Finding the mod of large numbers

valianth1 · Nov 5, 2011

1. The problem statement, all variables and given/known data

Evaluate (16^1000 - 18^2000)(mod 17)

2. Relevant equations

I'm not sure how to go about doing this, but I realise it has something to do with the pattern from the last digit obtained from the 2 large numbers

3. The attempt at a solution

Dick · Nov 5, 2011

valianth1 said: ↑

1. The problem statement, all variables and given/known data

Evaluate (16^1000 - 18^2000)(mod 17)

2. Relevant equations

I'm not sure how to go about doing this, but I realise it has something to do with the pattern from the last digit obtained from the 2 large numbers

3. The attempt at a solution

That's really not a great realization. I would think about what 16 and 18 are mod 17.

valianth1 · Nov 5, 2011

16(mod 17) = -1 and 18(mod 17) = 1, how do I go from here?

Dick · Nov 5, 2011

valianth1 said: ↑

16(mod 17) = -1 and 18(mod 17) = 1, how do I go from here?

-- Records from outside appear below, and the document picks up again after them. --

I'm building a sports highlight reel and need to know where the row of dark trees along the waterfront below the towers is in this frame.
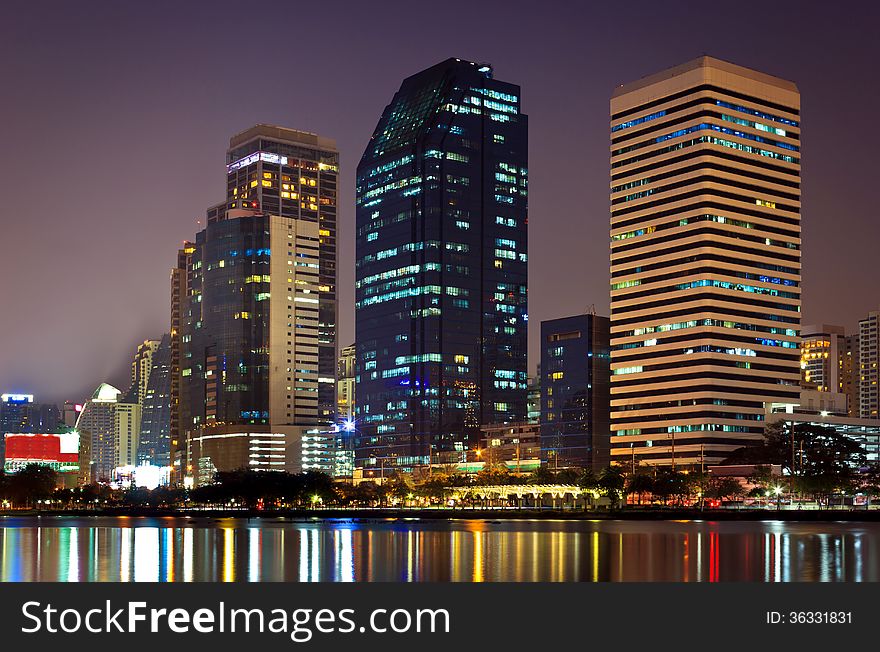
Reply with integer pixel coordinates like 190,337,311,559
0,424,880,507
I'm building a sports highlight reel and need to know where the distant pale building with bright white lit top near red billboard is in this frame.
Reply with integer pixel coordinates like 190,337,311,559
76,383,141,482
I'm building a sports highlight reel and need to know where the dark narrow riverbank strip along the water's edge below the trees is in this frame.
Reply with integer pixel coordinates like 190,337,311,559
0,507,880,523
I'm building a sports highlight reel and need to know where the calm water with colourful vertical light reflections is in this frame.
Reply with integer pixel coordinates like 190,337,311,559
0,517,880,582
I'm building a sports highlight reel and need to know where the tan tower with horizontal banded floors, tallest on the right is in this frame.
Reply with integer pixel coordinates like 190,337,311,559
611,57,801,467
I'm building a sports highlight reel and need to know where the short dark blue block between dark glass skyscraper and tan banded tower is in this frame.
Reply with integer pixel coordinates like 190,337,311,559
540,314,611,470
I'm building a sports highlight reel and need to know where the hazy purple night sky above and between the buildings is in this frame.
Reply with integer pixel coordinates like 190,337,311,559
0,0,880,402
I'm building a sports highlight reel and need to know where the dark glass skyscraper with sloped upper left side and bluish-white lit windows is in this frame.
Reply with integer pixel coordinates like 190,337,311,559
354,59,528,467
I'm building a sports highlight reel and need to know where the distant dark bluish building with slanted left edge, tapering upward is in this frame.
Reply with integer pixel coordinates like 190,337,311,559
137,334,171,466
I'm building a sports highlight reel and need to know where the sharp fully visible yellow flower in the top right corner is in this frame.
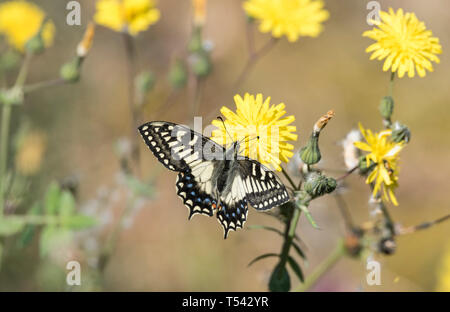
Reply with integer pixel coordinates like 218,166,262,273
363,8,442,78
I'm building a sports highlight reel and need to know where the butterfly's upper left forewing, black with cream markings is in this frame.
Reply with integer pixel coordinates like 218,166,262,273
138,121,225,172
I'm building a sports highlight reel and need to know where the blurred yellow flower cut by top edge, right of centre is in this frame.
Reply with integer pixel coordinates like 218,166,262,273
244,0,329,42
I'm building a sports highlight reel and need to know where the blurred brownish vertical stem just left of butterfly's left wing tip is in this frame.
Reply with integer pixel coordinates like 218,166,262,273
122,33,140,176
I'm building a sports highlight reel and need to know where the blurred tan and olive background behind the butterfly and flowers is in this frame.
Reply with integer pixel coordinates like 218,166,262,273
0,0,450,291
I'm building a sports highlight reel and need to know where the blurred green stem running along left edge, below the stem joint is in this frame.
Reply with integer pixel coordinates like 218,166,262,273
0,103,11,217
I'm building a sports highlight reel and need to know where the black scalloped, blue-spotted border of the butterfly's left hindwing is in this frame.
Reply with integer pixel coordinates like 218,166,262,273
176,172,217,219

What's (-1)^1000-1^2000? (x mod 17)^n mod 17=(x^n) mod 17. Right?

valianth1 · Nov 6, 2011

Turns out 16(mod17) is 16, so how would I go about calculating 16^1000 seeing that the exam does not permit calculators? So would the solution be 16^1000 - 1^2000? So is the solution 15? Because using the calculator returns 0 which I don't think is right

I like Serena · Nov 6, 2011

How did you get 16(mod17) to be 16?

Consider that (-1)¹⁰⁰⁰ = 1.

Btw, since 17 is prime you can also apply Fermat's little theorem:
For any prime p: a^p (mod p) = a

Rewrite 16¹⁰⁰⁰ as 16^17k+r=(16¹⁷)^k16^r.

Dick · Nov 6, 2011

valianth1 said: ↑

Turns out 16(mod17) is 16, so how would I go about calculating 16^1000 seeing that the exam does not permit calculators? So would the solution be 16^1000 - 1^2000? So is the solution 15? Because using the calculator returns 0 which I don't think is right

16 and (-1) are congruent mod 17 since they differ by 17. So (-1)^1000=16^1000 mod 17. You can use either form in your calculation. Which one makes it easy?